Gianandrea Gavazzeni, that underrated conductor and incredibly interesting musicologist (those who can't read Italian are unaware of this fact because his many books and essays about Italian opera haven't been translated), once said that La Bohème makes us cry not because the music is especially moving but because it's just truly awful to see Mimi die. We just want those kids to be happy, and that's why the ending always slays us, said Gavazzeni. And Mimi's magic is so powerful that she, as we'll see, can make even the most jaded hard-a$$es cry.
And Franco Zeffirelli just told "Corriere della Sera" a fantastic story: back in the 1980s, he invited his friend Oriana Fallaci -- who wasn't particularly an opera fan -- to his La Bohème at The Metropolitan Opera (with Teresa Stratas as Mimi) (translation copyright Opera Chic kthnxbi!):
She made a bizarre entrance: dressed all in black, wearing a giant hat as large as an umbrella, to the dismay of those who were sitting behind her. Naturally, she didn't take it off. After curtain calls, she came to my dressing room and hugged me. I realized she had been crying. Mimi's story had moved her deeply. That was Oriana: tough on the outside, but a closeted Romantic. Take off that hat and show us your tears, I told her. She wiped off her tears with the back of her hand and said: "I'm furious -- I never cry".

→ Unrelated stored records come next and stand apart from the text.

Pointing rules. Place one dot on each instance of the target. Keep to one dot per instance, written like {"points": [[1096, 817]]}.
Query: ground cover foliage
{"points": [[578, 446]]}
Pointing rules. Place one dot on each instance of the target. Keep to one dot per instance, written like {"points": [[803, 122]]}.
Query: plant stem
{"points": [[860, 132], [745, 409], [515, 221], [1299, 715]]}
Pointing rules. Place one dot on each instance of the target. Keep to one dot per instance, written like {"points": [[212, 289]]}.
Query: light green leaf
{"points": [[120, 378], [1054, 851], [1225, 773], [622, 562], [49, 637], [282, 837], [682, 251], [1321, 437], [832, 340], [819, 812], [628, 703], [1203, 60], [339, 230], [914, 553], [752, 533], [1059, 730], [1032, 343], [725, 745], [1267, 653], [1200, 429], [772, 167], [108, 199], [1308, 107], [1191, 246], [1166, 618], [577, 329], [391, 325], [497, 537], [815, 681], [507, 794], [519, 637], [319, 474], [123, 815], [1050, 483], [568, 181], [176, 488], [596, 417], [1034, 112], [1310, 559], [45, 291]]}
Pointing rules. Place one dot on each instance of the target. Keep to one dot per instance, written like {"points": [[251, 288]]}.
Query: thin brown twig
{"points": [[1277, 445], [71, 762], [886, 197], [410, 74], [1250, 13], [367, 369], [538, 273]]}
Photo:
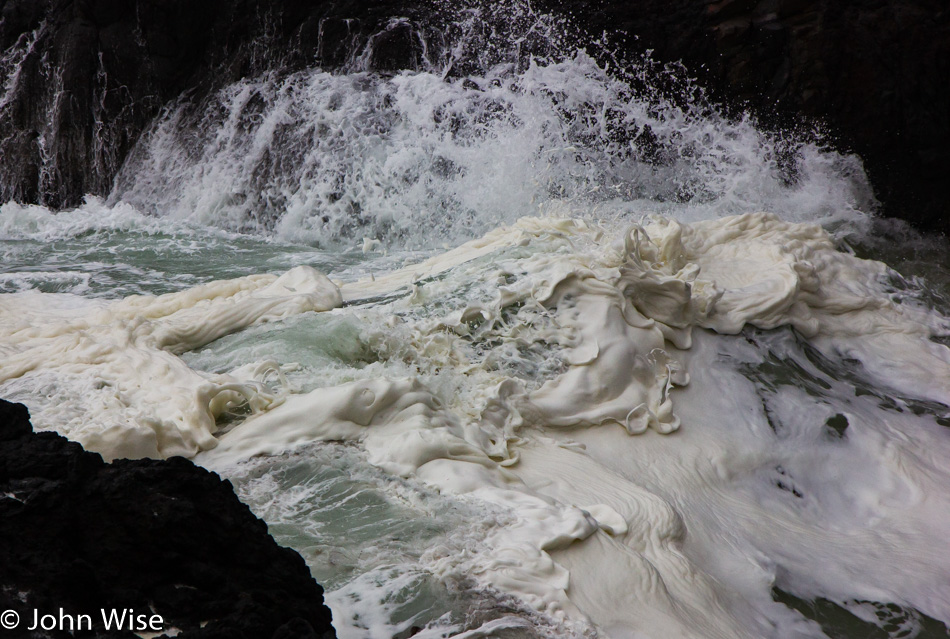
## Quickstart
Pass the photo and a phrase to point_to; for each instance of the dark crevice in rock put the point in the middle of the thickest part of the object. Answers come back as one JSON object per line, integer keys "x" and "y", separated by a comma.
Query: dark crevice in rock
{"x": 164, "y": 537}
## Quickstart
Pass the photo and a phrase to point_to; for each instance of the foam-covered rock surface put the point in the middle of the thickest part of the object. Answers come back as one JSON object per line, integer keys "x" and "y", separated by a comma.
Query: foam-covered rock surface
{"x": 160, "y": 537}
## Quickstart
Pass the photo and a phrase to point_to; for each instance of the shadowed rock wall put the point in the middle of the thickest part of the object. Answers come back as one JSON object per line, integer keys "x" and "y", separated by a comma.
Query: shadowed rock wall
{"x": 164, "y": 537}
{"x": 876, "y": 72}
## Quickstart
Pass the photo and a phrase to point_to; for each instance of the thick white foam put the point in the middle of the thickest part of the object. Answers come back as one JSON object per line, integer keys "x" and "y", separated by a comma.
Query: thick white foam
{"x": 138, "y": 398}
{"x": 527, "y": 390}
{"x": 658, "y": 536}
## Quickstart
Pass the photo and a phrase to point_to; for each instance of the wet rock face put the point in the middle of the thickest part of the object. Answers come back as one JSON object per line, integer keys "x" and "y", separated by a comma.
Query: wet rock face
{"x": 163, "y": 537}
{"x": 81, "y": 79}
{"x": 91, "y": 74}
{"x": 874, "y": 71}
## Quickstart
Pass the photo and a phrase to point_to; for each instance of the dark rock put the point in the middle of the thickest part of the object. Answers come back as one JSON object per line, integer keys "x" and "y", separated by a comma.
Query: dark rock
{"x": 91, "y": 74}
{"x": 163, "y": 536}
{"x": 873, "y": 71}
{"x": 94, "y": 73}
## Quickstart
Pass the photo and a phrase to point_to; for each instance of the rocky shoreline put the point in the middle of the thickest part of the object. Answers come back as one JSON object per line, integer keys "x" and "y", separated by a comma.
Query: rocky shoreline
{"x": 168, "y": 538}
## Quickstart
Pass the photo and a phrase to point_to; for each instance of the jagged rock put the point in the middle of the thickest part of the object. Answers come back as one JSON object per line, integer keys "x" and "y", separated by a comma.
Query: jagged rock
{"x": 156, "y": 536}
{"x": 874, "y": 71}
{"x": 81, "y": 79}
{"x": 93, "y": 73}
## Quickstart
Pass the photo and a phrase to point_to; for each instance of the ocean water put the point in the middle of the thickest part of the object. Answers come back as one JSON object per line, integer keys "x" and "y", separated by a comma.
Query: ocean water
{"x": 530, "y": 341}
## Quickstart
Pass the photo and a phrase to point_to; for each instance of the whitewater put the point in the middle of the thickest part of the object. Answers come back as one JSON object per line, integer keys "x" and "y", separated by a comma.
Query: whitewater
{"x": 533, "y": 349}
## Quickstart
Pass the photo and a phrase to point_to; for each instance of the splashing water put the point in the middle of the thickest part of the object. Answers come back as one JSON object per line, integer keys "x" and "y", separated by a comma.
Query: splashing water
{"x": 564, "y": 377}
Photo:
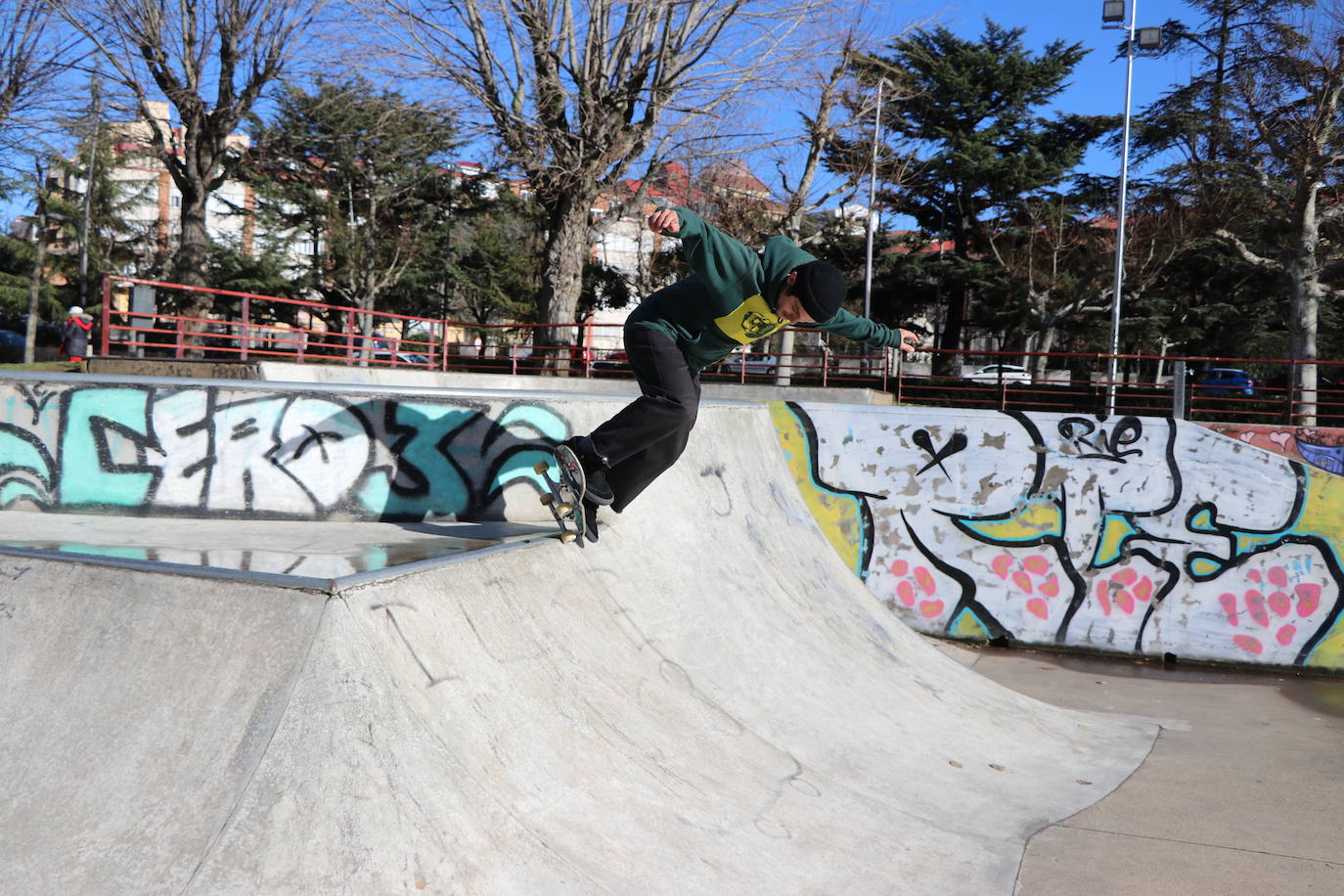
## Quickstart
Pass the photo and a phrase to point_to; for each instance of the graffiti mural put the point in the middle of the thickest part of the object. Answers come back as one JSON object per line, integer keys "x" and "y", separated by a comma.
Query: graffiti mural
{"x": 1322, "y": 448}
{"x": 1128, "y": 533}
{"x": 243, "y": 453}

Bonus anecdote: Fallaci once asked Zeffirelli: "Did we ever sleep together?". Frengo gracefully answered, "Sadly, no". Can you just imagine a Fallaci-Zeffirelli love child?! Run!!!
Opera Chic doesn't really care what anyone says or where anyone stands on the political spectrum. She's a huge fan of Fallaci's writings -- up to 2002 ("The Rage and the Pride"); OC has the greatest admiration for Fallaci's determination in becoming wildly successful in an appallingly sexist men's club such as Italian big league journalism in the 1950s and 1960s; Fallaci's war reporting, her famous "Interview with History", her "Inshallah" novel, are simply stunning. In her final books (by then she insisted, unwisely, on doing her own English translations, and that did not do her any favors, btw), not to mention in the opinions she cheerily shared with various interviewers. There's much to disagree with, but Fallaci had a great life, wrote some unforgettable, incredibly powerful, deeply personal journalism; and when New York needed her, and Israel needed her, and America needed her, she always stepped up to the plate.
One does not have to agree with everything a writer ever said to consider that writer a hero -- this is the case with Fallaci, for Opera Chic.